With limited infrastructure in northern Canada, capital and operating costs of mining and processing operations can be expensive. This raises the threshold for economic viability. For new projects, getting the energy source right can make a difference.

In this Mining Magazine article, Fortune Minerals CEO Robin Goad discusses his views on the energy challenges for the NICO cobalt-gold-bismuth-copper project. The integrated project includes a mine, mill and concentrator in the Northwest Territories and a hydrometallurgical refinery near Saskatoon, Saskatchewan.

Goad believes hydrocarbon-based systems are currently the most efficient energy systems, but he says that renewable energy is becoming more competitive.

“Natural gas is a less expensive and viable alternative to diesel but requires 12-month reliable access from roads or navigable water for their procurement and delivery. Cryogenic storage is required for LNG use and the gas will dissipate over time, which necessitates frequent recharge,” he said.

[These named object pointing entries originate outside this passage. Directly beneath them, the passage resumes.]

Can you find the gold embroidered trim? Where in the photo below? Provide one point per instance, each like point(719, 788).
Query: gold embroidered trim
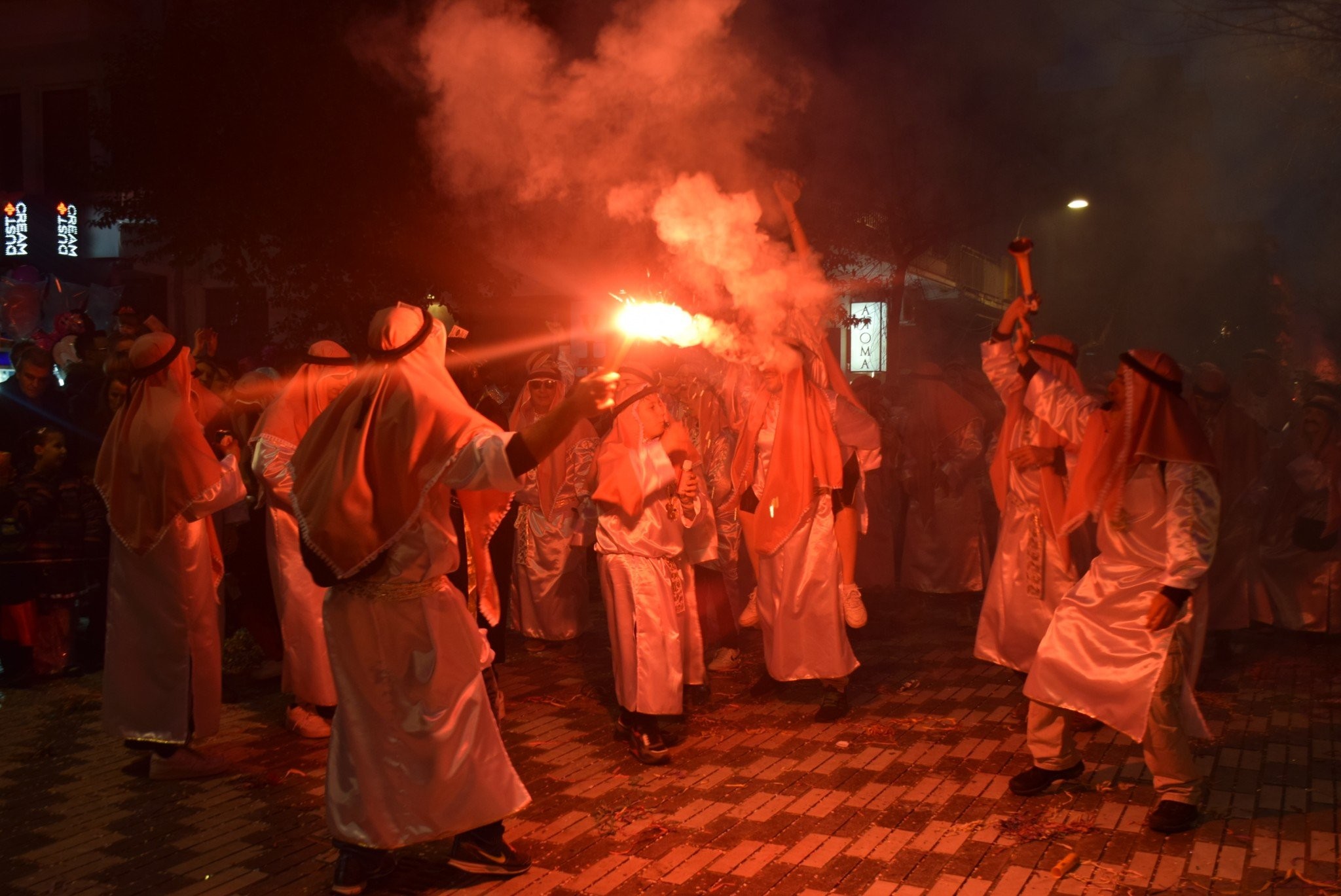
point(394, 590)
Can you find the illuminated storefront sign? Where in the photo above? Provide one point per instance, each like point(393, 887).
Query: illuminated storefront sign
point(67, 230)
point(16, 228)
point(867, 337)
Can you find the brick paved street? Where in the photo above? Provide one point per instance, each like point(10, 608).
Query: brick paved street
point(907, 796)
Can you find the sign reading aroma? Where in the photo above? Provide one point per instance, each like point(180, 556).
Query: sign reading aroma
point(867, 337)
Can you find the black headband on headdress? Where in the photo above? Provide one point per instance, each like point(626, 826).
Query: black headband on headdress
point(400, 351)
point(161, 364)
point(327, 363)
point(1163, 383)
point(1069, 357)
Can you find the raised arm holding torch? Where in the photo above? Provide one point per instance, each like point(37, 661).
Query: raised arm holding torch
point(1021, 247)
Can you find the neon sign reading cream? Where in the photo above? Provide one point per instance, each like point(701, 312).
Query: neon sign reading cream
point(16, 228)
point(867, 346)
point(67, 230)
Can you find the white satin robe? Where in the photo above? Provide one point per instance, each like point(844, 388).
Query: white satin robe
point(162, 681)
point(308, 667)
point(1298, 589)
point(647, 581)
point(414, 751)
point(799, 601)
point(549, 592)
point(1029, 576)
point(1097, 656)
point(946, 552)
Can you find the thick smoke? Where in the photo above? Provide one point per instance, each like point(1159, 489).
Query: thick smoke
point(576, 163)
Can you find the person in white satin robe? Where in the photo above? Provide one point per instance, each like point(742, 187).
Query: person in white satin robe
point(1126, 641)
point(555, 520)
point(161, 482)
point(414, 751)
point(946, 541)
point(655, 524)
point(326, 370)
point(788, 474)
point(1036, 565)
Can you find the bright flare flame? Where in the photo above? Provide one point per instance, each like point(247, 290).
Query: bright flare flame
point(657, 321)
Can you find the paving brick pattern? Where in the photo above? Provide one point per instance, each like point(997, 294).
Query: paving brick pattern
point(904, 797)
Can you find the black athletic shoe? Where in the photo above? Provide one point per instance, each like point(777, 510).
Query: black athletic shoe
point(1036, 781)
point(833, 708)
point(487, 857)
point(356, 867)
point(765, 686)
point(646, 744)
point(1171, 817)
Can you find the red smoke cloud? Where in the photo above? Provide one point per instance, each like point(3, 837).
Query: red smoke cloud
point(576, 164)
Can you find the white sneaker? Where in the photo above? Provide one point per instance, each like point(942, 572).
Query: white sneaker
point(306, 723)
point(750, 616)
point(185, 764)
point(724, 660)
point(853, 611)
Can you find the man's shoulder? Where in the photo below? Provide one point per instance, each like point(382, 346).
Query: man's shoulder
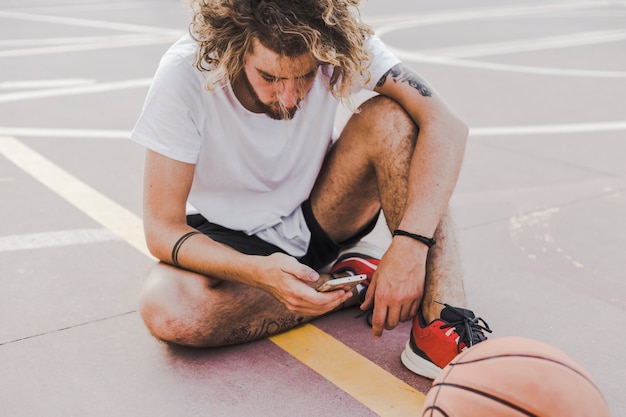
point(182, 51)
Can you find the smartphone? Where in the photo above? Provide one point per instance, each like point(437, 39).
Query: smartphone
point(346, 283)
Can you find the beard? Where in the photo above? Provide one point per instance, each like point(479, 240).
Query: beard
point(275, 109)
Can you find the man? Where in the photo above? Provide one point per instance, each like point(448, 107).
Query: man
point(247, 195)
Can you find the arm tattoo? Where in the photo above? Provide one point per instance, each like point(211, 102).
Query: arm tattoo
point(400, 73)
point(269, 327)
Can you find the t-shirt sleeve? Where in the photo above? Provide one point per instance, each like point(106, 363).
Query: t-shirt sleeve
point(382, 60)
point(168, 123)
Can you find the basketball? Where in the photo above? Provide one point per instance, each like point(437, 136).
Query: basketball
point(514, 377)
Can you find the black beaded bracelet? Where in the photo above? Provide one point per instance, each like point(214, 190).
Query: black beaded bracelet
point(178, 244)
point(430, 242)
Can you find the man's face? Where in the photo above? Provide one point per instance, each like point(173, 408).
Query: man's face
point(275, 85)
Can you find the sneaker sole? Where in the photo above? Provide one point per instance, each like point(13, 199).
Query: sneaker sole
point(363, 248)
point(419, 365)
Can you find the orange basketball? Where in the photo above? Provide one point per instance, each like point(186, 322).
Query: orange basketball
point(514, 377)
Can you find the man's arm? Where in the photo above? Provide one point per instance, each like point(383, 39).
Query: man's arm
point(433, 173)
point(166, 187)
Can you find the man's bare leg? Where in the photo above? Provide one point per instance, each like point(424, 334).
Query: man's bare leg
point(190, 309)
point(367, 169)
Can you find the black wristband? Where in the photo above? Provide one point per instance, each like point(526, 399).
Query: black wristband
point(428, 241)
point(178, 244)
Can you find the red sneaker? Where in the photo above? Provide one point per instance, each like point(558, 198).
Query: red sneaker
point(431, 347)
point(362, 258)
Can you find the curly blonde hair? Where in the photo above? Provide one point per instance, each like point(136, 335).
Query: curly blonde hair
point(329, 30)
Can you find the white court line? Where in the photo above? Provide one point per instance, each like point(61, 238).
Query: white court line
point(100, 208)
point(56, 239)
point(64, 133)
point(435, 18)
point(39, 42)
point(75, 90)
point(547, 129)
point(73, 21)
point(119, 42)
point(466, 15)
point(525, 45)
point(49, 83)
point(522, 69)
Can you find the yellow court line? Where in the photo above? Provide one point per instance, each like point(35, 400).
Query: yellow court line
point(100, 208)
point(371, 385)
point(368, 383)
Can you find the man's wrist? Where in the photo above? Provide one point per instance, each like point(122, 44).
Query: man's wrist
point(428, 241)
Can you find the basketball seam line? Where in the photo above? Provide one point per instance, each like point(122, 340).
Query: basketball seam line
point(490, 396)
point(534, 357)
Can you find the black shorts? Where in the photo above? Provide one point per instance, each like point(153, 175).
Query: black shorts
point(322, 249)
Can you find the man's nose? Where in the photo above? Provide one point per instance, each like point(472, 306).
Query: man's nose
point(288, 94)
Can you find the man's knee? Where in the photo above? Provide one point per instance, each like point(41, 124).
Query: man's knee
point(387, 119)
point(167, 310)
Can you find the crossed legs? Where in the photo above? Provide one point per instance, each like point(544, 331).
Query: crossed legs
point(365, 171)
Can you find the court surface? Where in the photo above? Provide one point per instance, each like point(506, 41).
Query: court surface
point(540, 207)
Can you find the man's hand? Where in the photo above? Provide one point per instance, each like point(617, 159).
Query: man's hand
point(292, 283)
point(397, 286)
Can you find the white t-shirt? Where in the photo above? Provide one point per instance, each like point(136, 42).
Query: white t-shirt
point(252, 172)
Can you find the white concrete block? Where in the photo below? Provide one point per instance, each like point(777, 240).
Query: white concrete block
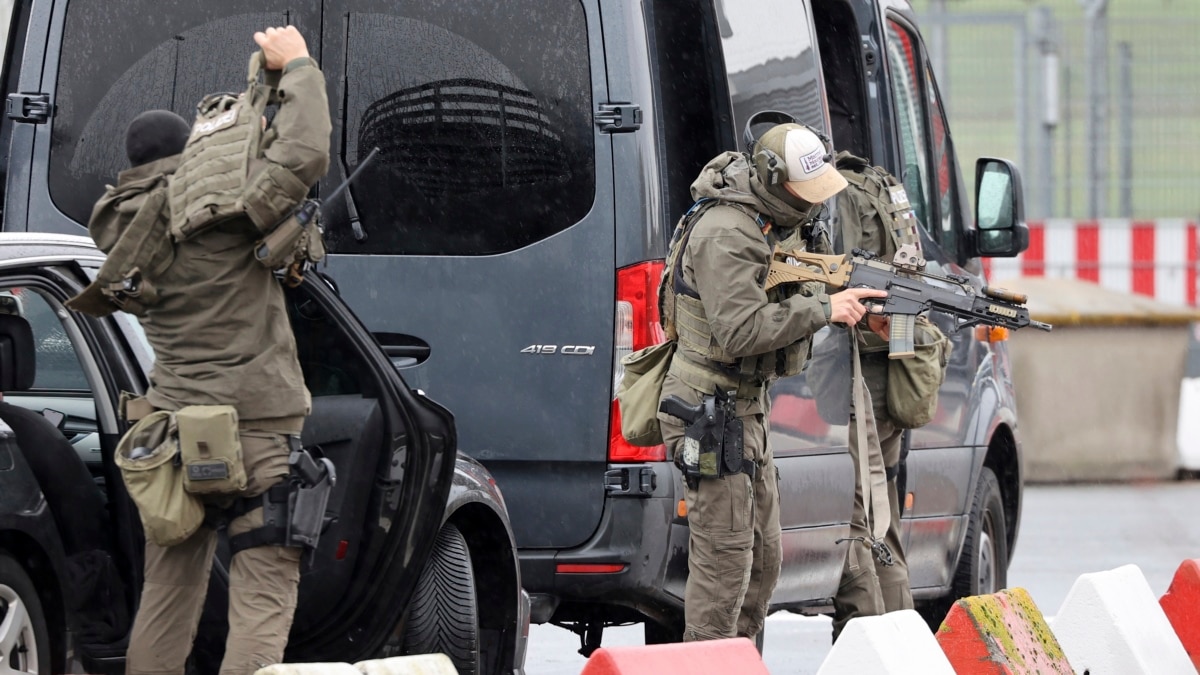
point(309, 669)
point(898, 643)
point(419, 664)
point(1188, 435)
point(1111, 623)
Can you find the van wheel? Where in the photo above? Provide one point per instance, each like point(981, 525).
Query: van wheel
point(443, 616)
point(983, 565)
point(24, 638)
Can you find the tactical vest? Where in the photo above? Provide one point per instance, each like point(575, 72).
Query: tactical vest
point(886, 196)
point(701, 363)
point(221, 174)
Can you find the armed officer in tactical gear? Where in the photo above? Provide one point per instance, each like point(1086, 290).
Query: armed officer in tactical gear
point(874, 215)
point(735, 339)
point(219, 327)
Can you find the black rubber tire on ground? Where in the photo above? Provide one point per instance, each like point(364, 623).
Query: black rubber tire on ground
point(30, 652)
point(983, 563)
point(655, 633)
point(443, 615)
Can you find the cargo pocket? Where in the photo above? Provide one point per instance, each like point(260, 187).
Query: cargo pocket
point(149, 460)
point(210, 449)
point(271, 195)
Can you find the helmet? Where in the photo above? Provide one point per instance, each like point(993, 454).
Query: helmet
point(793, 160)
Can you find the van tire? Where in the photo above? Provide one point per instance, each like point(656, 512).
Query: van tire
point(33, 646)
point(983, 563)
point(443, 615)
point(983, 566)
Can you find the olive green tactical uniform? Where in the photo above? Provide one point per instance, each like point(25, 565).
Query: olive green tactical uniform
point(869, 587)
point(221, 334)
point(737, 338)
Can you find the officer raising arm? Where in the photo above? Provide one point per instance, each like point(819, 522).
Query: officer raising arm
point(226, 370)
point(735, 338)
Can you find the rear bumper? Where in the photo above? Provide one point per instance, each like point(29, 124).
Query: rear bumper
point(645, 536)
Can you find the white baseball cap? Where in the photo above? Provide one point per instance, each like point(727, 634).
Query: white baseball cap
point(810, 171)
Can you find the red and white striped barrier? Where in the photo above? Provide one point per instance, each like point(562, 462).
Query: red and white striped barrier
point(1150, 257)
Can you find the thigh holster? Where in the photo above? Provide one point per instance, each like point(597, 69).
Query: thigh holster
point(294, 509)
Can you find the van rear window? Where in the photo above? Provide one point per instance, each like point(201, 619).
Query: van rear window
point(483, 115)
point(772, 60)
point(123, 58)
point(481, 111)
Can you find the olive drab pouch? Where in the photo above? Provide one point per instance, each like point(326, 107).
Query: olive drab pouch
point(913, 382)
point(639, 393)
point(210, 448)
point(298, 239)
point(148, 457)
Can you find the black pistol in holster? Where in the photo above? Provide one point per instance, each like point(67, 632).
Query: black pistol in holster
point(295, 242)
point(712, 442)
point(313, 481)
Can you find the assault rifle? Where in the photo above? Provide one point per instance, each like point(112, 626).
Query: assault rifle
point(911, 291)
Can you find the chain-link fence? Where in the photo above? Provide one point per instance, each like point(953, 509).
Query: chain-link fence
point(1097, 101)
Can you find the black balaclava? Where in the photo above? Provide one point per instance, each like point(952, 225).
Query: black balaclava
point(155, 135)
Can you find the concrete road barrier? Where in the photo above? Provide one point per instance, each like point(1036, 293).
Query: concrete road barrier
point(1003, 633)
point(1181, 604)
point(894, 644)
point(419, 664)
point(709, 657)
point(1111, 622)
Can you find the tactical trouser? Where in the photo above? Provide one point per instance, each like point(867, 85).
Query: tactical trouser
point(733, 551)
point(869, 587)
point(263, 584)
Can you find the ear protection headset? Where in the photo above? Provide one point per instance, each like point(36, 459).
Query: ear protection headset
point(771, 162)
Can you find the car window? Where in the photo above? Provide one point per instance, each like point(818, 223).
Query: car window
point(771, 60)
point(57, 365)
point(945, 168)
point(485, 133)
point(910, 113)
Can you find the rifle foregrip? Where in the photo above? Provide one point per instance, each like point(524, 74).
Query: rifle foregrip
point(900, 346)
point(676, 407)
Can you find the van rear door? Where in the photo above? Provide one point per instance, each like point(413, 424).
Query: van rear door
point(479, 244)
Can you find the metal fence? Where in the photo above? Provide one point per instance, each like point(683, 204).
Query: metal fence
point(1097, 101)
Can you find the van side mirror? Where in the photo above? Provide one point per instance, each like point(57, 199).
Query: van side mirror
point(1000, 210)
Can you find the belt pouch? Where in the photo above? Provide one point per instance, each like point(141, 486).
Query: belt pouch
point(210, 449)
point(148, 458)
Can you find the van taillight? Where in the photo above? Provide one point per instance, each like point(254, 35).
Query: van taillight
point(636, 327)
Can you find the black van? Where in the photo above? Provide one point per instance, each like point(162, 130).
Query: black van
point(505, 245)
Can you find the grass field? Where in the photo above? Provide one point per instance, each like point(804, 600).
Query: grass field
point(982, 99)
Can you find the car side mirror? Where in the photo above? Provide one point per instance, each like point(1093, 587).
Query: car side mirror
point(1000, 209)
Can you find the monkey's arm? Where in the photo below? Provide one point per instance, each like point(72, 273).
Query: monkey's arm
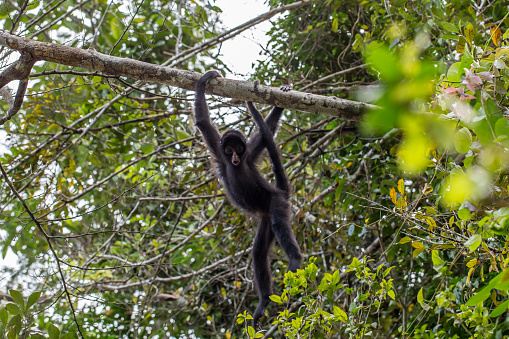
point(256, 143)
point(268, 140)
point(201, 114)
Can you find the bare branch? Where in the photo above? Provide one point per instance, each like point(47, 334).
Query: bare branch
point(48, 241)
point(19, 70)
point(143, 71)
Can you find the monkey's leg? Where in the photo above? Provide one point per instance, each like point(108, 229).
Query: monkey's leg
point(262, 243)
point(281, 226)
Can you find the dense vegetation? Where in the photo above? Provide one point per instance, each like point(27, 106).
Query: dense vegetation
point(402, 217)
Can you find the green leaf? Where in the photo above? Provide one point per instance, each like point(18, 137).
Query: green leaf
point(32, 299)
point(17, 297)
point(250, 331)
point(464, 214)
point(146, 149)
point(469, 33)
point(420, 297)
point(437, 261)
point(13, 309)
point(335, 25)
point(500, 309)
point(484, 293)
point(405, 240)
point(276, 299)
point(474, 242)
point(338, 312)
point(450, 27)
point(4, 316)
point(462, 140)
point(53, 331)
point(384, 62)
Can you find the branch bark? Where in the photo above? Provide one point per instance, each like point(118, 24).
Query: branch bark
point(134, 69)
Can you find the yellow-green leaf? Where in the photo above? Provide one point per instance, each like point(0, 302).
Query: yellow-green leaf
point(469, 275)
point(335, 24)
point(473, 242)
point(417, 244)
point(469, 33)
point(401, 186)
point(471, 263)
point(435, 257)
point(405, 240)
point(420, 297)
point(393, 195)
point(496, 34)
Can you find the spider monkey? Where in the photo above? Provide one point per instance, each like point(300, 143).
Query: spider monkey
point(247, 189)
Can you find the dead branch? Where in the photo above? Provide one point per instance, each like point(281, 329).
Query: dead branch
point(139, 70)
point(19, 70)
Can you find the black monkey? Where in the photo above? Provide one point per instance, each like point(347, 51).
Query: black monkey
point(247, 189)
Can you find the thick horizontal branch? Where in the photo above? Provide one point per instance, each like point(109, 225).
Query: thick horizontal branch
point(139, 70)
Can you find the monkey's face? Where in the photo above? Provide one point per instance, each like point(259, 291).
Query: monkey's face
point(234, 152)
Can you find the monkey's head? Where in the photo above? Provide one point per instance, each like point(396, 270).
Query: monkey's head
point(233, 143)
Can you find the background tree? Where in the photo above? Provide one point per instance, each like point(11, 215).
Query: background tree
point(401, 217)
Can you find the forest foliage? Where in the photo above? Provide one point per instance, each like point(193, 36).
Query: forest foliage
point(402, 217)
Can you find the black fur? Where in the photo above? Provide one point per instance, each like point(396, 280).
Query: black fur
point(247, 188)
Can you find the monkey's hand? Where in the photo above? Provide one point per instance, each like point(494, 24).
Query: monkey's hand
point(209, 75)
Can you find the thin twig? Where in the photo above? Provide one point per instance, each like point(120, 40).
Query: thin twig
point(50, 245)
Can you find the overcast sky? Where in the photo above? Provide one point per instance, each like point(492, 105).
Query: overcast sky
point(241, 52)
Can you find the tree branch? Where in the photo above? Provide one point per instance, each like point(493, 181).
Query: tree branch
point(243, 90)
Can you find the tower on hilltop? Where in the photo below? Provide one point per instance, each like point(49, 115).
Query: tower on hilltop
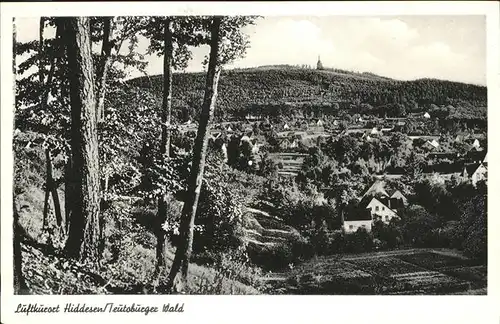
point(319, 65)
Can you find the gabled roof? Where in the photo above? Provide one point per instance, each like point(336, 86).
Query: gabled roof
point(471, 168)
point(354, 213)
point(376, 189)
point(398, 195)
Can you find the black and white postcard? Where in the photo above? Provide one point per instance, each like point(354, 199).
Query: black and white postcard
point(155, 155)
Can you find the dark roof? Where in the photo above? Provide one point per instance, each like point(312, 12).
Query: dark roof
point(357, 213)
point(476, 155)
point(471, 168)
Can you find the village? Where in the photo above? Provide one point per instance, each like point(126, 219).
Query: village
point(293, 139)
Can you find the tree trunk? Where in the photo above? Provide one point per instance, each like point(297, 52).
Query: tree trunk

“Renewable energy (such as wind, solar and biomass) is becoming more competitive with hydrocarbons …, and will likely become part of the energy mix in the future. Critical for this to occur is the recent development of reliable lithium-ion battery packs for back-up power, enabling renewable energy to be used as baseload. Otherwise wind and solar are not practical with intermittent wind and solar availability.”